Nowadays, Oliver does not know nearly so many people. He has lost touch with pretty well all of those acquired during the Hammond & Watson years. His clients of today do not move on to a more intimate plane; many of them he never meets—they remain a voice on the phone, a sender of faxes and e-mails. Occasionally he and Sandra entertain another couple for supper. He has moved into that closed society of coupledom, he realizes, on the fringes of which he hung round for so many years. A member of a couple always has someone with whom to go to the cinema, to take a walk. The unattached are flotsam, eddying about the solid purposeful mass of the coupled. From time to time, he does give a wistful thought to life as flotsam: it had its compensations.
“Kath?” says Sandra.
She speaks so abruptly that Oliver is jolted to attention. He has been cruising happily, fingers tapping out a routine task, thoughts quite elsewhere. He stops tapping, and returns to the office.
“The sister. What did she look like?” Sandra is wearing that intent look that he knows so well, like a dog pointing. This can be applied equally to the choice of a cut of meat or consideration of a page layout.
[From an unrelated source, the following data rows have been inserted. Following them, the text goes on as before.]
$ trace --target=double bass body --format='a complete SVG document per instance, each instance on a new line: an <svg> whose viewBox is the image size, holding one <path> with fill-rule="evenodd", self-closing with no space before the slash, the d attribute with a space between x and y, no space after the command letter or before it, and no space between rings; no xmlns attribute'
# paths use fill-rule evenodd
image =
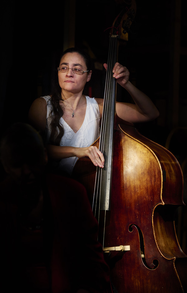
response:
<svg viewBox="0 0 187 293"><path fill-rule="evenodd" d="M175 210L184 204L180 166L170 152L141 135L133 125L116 128L111 208L101 211L99 227L104 221L104 247L130 248L105 252L112 283L118 293L186 292L187 258L174 221ZM91 202L96 172L86 158L78 161L74 171Z"/></svg>

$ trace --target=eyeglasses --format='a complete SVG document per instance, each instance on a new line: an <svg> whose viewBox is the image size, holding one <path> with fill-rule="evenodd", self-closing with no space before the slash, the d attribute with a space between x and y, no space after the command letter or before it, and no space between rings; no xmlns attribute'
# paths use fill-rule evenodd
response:
<svg viewBox="0 0 187 293"><path fill-rule="evenodd" d="M65 66L63 66L63 67L58 67L58 70L60 72L67 72L69 69L71 69L74 73L76 73L76 74L80 74L81 75L85 73L85 72L88 72L89 70L86 70L86 71L83 71L79 69L79 68L77 68L75 67L74 68L70 68L68 67L66 67Z"/></svg>

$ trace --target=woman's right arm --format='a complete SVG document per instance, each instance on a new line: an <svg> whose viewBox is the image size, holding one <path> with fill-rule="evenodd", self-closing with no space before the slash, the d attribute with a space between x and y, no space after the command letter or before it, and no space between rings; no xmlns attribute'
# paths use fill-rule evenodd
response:
<svg viewBox="0 0 187 293"><path fill-rule="evenodd" d="M35 100L32 104L28 114L29 122L37 130L44 132L46 124L47 107L46 102L42 98ZM104 166L103 155L96 146L75 147L61 146L49 145L47 147L48 153L54 160L60 160L70 157L89 158L95 166Z"/></svg>

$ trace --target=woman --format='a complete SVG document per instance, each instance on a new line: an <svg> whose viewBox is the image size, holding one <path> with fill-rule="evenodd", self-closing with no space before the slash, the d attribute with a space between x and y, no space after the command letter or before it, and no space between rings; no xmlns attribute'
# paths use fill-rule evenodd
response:
<svg viewBox="0 0 187 293"><path fill-rule="evenodd" d="M47 128L51 158L59 170L70 174L78 158L88 157L95 166L103 168L103 154L90 146L99 135L103 99L83 94L92 74L89 57L75 48L63 53L58 68L58 84L51 96L36 99L30 109L30 122L37 129ZM103 66L107 69L107 64ZM135 104L116 103L118 116L132 123L145 122L158 117L159 112L150 98L129 81L129 73L118 63L113 77L131 95ZM46 107L47 105L47 107Z"/></svg>

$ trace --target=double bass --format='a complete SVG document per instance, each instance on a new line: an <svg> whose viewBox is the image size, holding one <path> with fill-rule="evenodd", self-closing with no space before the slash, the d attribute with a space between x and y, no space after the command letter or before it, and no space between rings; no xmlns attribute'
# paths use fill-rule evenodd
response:
<svg viewBox="0 0 187 293"><path fill-rule="evenodd" d="M170 152L116 113L112 70L119 40L127 40L136 11L133 0L123 2L110 33L101 135L93 144L103 154L104 168L82 158L73 175L86 187L98 220L113 292L186 292L187 257L174 221L176 209L185 204L180 167Z"/></svg>

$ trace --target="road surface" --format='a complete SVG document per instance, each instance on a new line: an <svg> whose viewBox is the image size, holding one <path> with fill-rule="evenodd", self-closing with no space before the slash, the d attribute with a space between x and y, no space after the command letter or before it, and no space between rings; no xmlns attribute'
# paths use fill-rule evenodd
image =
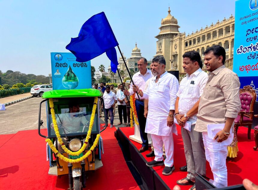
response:
<svg viewBox="0 0 258 190"><path fill-rule="evenodd" d="M33 97L8 106L5 110L0 111L0 135L37 129L39 104L43 100ZM42 105L41 120L46 127L45 103Z"/></svg>

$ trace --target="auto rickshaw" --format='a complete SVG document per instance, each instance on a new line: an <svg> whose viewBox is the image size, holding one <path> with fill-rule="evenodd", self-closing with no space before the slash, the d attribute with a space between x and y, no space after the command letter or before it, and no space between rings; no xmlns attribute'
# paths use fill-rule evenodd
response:
<svg viewBox="0 0 258 190"><path fill-rule="evenodd" d="M68 174L69 188L86 187L87 174L102 167L104 152L99 110L102 92L93 89L46 92L40 104L38 133L46 138L49 174ZM45 102L47 136L40 133L41 105ZM104 113L106 118L106 116Z"/></svg>

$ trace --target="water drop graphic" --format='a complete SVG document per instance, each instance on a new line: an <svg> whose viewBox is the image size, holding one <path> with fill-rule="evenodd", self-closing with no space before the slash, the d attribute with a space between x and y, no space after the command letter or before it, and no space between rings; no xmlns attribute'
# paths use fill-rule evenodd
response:
<svg viewBox="0 0 258 190"><path fill-rule="evenodd" d="M66 73L63 77L62 82L63 86L68 89L74 89L78 86L79 80L70 65Z"/></svg>

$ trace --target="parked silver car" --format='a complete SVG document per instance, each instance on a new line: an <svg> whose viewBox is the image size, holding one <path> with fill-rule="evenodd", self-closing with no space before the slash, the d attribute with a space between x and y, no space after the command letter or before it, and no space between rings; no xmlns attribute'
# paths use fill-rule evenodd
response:
<svg viewBox="0 0 258 190"><path fill-rule="evenodd" d="M52 85L50 84L34 85L31 89L31 94L35 97L38 96L41 97L44 92L52 89Z"/></svg>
What did Kath look like? Oliver is stymied. How did you begin to describe Kath? “She was . . .” he begins. “Well, she . . . she had dark hair. Not very tall.”
“There’s a photo I saw once in that envelope you’ve got in your desk at home. I noticed it when you were trying to find an old photo of yourself to show me. A girl sitting beside a pond. Is that her?”
Sandra’s observational talent. He knows at once the picture she means. Kath is sitting cross-legged on the grass in front of the garden pond at Nick and Elaine’s house. Her eyes are screwed up in the sunlight, she has bare arms and legs, and a radiant smile, beaming straight at the camera: she is entrancing. Yes, Sandra would have noticed that photo.